[Code of Federal Regulations]

[Title 42, Volume 2]

[Revised as of October 1, 2005]

From the U.S. Government Printing Office via GPO Access

[CITE: 42CFR418.74]



[Page 920]

 

                         TITLE 42--PUBLIC HEALTH

 

                    CHAPTER IV--CENTERS FOR MEDICARE

                          & MEDICAID SERVICES,

                        DEPARTMENT OF HEALTH AND

                             HUMAN SERVICES

 

PART 418_HOSPICE CARE--Table of Contents

 

      Subpart C_Conditions of Participation_General Provisions and 

                             Administration

 

Sec. 418.74  Condition of participation--Central clinical records.



    In accordance with accepted principles of practice, the hospice must 

establish and maintain a clinical record for every individual receiving 

care and services. The record must be complete, promptly and accurately 

documented, readily accessible and systematically organized to 

facilitate retrieval.

    (a) Standard: Content. Each clinical record is a comprehensive 

compilation of information. Entries are made for all services provided. 

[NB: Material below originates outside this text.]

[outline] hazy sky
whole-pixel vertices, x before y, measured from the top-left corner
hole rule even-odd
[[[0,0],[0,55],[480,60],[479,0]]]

Entries are made and signed by the person providing the services. The 

record includes all services whether furnished directly or under 

arrangements made by the hospice. Each individual's record contains--

    (1) The initial and subsequent assessments;

    (2) The plan of care;

    (3) Identification data;

    (4) Consent and authorization and election forms;

    (5) Pertinent medical history; and

    (6) Complete documentation of all services and events (including 

evaluations, treatments, progress notes, etc.).

    (b) Standard; Protection of information. The hospice must safeguard 

the clinical record against loss, destruction and unauthorized use.